*With apologies for cross-posting*
Ideal/ Idol: The Feminine in Early Modern Culture
Call for Papers: Renaissance Society of America 2013
San Diego, CA – 4-6 April 2013
In the early modern period, ideals of femininity were constructed in a variety of discourses, including Neoplatonic philosophy, Petrarchan poetry, treatises on the family and the state, as well as within sermons and devotional literature. Feminine ideals were also promulgated through images of the Virgin Mary, female saints, mythological deities, and contemporary portraits. This session seeks to explore how idealization of the feminine within early modern art and literature verges on or becomes a form of idolization. It also aims to investigate shifting perspectives: where do the (more or less) positive connotations of "idol" slip to the more negative ones of "idolatry?" How is the ideal female as idol challenged, re-appropriated, and parodied? What was the impact of the dialogue that developed between feminine ideals from Europe and those belonging to newly discovered cultures within the Americas, India, Japan, and China?
For this interdisciplinary panel, we invite submissions that examine different perceptions of ideal femininity in the early modern world.

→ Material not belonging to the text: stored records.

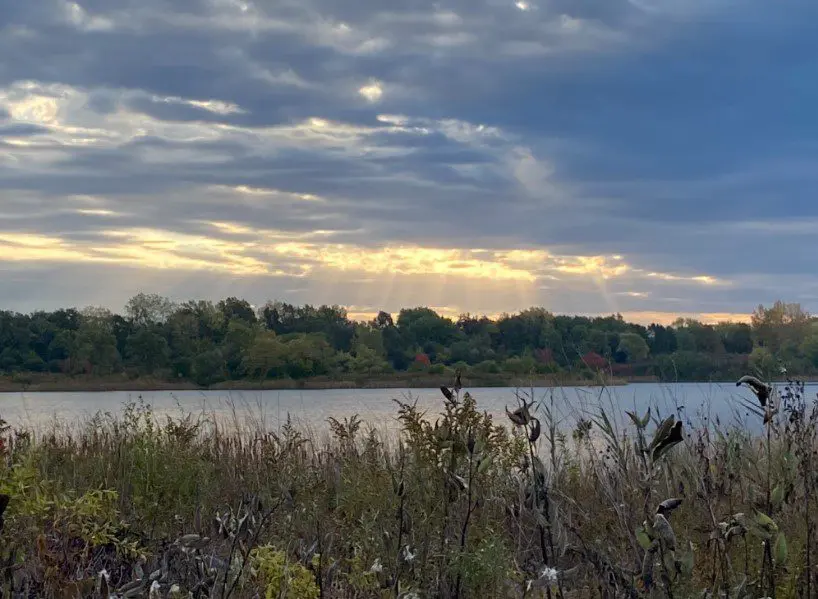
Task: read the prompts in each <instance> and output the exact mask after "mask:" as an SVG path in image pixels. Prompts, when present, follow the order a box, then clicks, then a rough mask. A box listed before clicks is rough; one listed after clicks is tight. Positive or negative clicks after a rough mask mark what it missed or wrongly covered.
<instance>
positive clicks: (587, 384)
mask: <svg viewBox="0 0 818 599" xmlns="http://www.w3.org/2000/svg"><path fill="white" fill-rule="evenodd" d="M636 382H651V383H655V382H659V381H658V379H655V378H654V377H639V378H638V379H624V378H618V377H610V376H605V377H604V378H597V379H580V378H575V377H574V378H572V377H556V376H542V375H539V376H536V377H533V378H532V377H520V376H516V375H502V374H499V375H491V376H479V377H476V376H469V377H463V386H464V387H465V388H469V387H471V388H480V387H483V388H508V387H518V388H528V387H537V388H542V387H609V386H624V385H627V384H629V383H636ZM452 383H453V380H452V377H451V376H448V375H428V374H424V373H401V374H399V375H392V376H388V377H377V376H373V377H361V378H357V379H353V378H344V379H331V378H327V377H315V378H308V379H300V380H294V379H267V380H262V381H259V380H231V381H224V382H221V383H217V384H214V385H210V386H201V385H197V384H196V383H194V382H192V381H188V380H179V381H168V380H163V379H156V378H152V377H137V378H128V377H126V376H124V375H123V376H107V377H93V376H69V375H38V376H26V377H20V376H19V375H18V376H0V393H24V392H29V393H109V392H117V391H132V392H140V391H141V392H160V393H161V392H173V391H287V390H292V391H299V390H301V391H319V390H332V389H434V388H437V387H440V386H443V385H445V386H449V387H450V386H451V385H452Z"/></svg>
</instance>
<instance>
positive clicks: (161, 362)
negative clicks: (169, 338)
mask: <svg viewBox="0 0 818 599" xmlns="http://www.w3.org/2000/svg"><path fill="white" fill-rule="evenodd" d="M125 357H126V359H127V360H128V363H129V364H130V365H131V366H133V367H134V368H136V369H138V370H139V371H140V372H141V373H142V374H152V373H153V372H154V371H155V370H156V369H157V368H163V367H165V366H167V364H168V360H169V359H170V347H169V346H168V342H167V340H166V339H165V338H164V337H163V336H162V335H160V334H159V332H158V331H157V330H156V329H155V328H153V327H141V328H139V329H137V330H136V331H135V332H134V333H133V334H131V335H130V336H129V337H128V338H127V340H126V342H125Z"/></svg>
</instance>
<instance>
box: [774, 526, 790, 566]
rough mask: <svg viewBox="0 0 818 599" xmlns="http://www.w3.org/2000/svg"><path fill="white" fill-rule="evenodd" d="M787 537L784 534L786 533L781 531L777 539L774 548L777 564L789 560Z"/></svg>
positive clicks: (780, 563)
mask: <svg viewBox="0 0 818 599" xmlns="http://www.w3.org/2000/svg"><path fill="white" fill-rule="evenodd" d="M787 555H788V550H787V537H785V536H784V533H783V532H782V533H779V534H778V538H777V539H776V540H775V548H774V549H773V556H775V563H776V564H783V563H785V562H786V561H787Z"/></svg>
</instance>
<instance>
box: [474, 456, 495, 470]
mask: <svg viewBox="0 0 818 599" xmlns="http://www.w3.org/2000/svg"><path fill="white" fill-rule="evenodd" d="M493 461H494V459H493V458H492V456H490V455H489V456H486V457H484V458H483V459H482V460H481V461H480V464H479V465H478V466H477V474H483V473H484V472H485V471H486V470H488V469H489V468H491V464H492V462H493Z"/></svg>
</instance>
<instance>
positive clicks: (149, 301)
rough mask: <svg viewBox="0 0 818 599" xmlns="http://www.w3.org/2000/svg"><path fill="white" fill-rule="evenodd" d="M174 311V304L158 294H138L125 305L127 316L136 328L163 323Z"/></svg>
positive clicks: (150, 293)
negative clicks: (139, 326)
mask: <svg viewBox="0 0 818 599" xmlns="http://www.w3.org/2000/svg"><path fill="white" fill-rule="evenodd" d="M174 310H175V306H174V304H173V302H171V301H170V300H169V299H168V298H166V297H163V296H161V295H158V294H156V293H138V294H136V295H135V296H133V297H132V298H131V299H129V300H128V303H127V304H125V316H126V318H127V319H128V320H130V321H131V322H132V323H133V324H135V325H136V326H146V325H151V324H158V323H163V322H165V321H166V320H167V319H168V318H169V317H170V315H171V314H173V311H174Z"/></svg>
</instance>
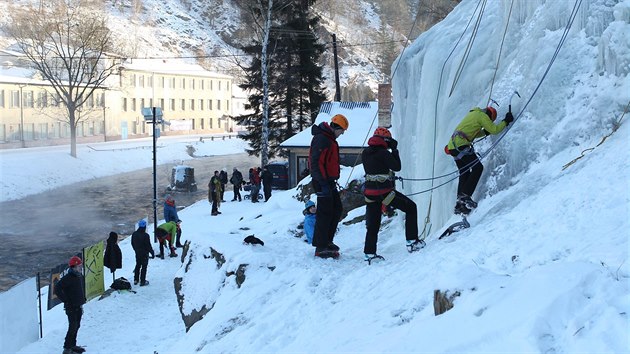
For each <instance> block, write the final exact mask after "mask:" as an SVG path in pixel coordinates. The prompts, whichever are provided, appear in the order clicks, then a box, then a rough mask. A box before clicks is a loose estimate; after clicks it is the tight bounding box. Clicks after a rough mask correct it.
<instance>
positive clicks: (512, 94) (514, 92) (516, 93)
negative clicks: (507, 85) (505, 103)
mask: <svg viewBox="0 0 630 354" xmlns="http://www.w3.org/2000/svg"><path fill="white" fill-rule="evenodd" d="M514 95H517V96H518V98H521V95H520V94H519V93H518V91H516V90H514V93H513V94H512V96H510V104H509V106H508V112H510V113H512V98H514Z"/></svg>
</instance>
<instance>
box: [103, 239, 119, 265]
mask: <svg viewBox="0 0 630 354" xmlns="http://www.w3.org/2000/svg"><path fill="white" fill-rule="evenodd" d="M103 265H104V266H105V267H106V268H109V269H110V270H111V271H112V273H113V272H114V271H115V270H116V269H120V268H122V251H121V250H120V247H118V235H117V234H115V233H111V234H109V238H108V239H107V246H106V248H105V255H104V257H103Z"/></svg>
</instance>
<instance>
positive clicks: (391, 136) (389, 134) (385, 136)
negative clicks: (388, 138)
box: [374, 127, 392, 138]
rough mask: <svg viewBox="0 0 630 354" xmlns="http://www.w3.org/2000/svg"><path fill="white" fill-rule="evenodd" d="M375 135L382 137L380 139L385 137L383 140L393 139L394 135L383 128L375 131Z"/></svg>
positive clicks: (378, 128)
mask: <svg viewBox="0 0 630 354" xmlns="http://www.w3.org/2000/svg"><path fill="white" fill-rule="evenodd" d="M374 135H376V136H380V137H383V138H391V137H392V133H391V132H390V131H389V129H387V128H383V127H378V128H376V130H375V131H374Z"/></svg>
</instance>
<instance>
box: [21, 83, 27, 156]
mask: <svg viewBox="0 0 630 354" xmlns="http://www.w3.org/2000/svg"><path fill="white" fill-rule="evenodd" d="M19 86H20V101H19V104H20V141H21V142H22V147H23V148H25V147H26V142H25V141H24V95H23V94H22V89H23V88H24V87H26V85H25V84H21V85H19Z"/></svg>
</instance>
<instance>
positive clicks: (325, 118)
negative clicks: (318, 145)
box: [280, 101, 378, 148]
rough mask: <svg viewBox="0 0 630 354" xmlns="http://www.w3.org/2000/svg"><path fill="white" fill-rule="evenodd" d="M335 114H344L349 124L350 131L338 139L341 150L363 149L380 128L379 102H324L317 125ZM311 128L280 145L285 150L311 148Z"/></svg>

Possible topics might include, but are not limited to: the ideal beloved as celestial being, the cult of beauty as a form of idolatry, the fetishization of the female body, the feminine as a form of salvation, and the real v/s ideal.
Please send a 150-word abstract and a one-page CV to Rebekah Compton ([log in to unmask]) and Judith Allan ([log in to unmask]) by May 9. The early deadline allows for this panel to be submitted to the Society of Early Modern Women for possible sponsorship.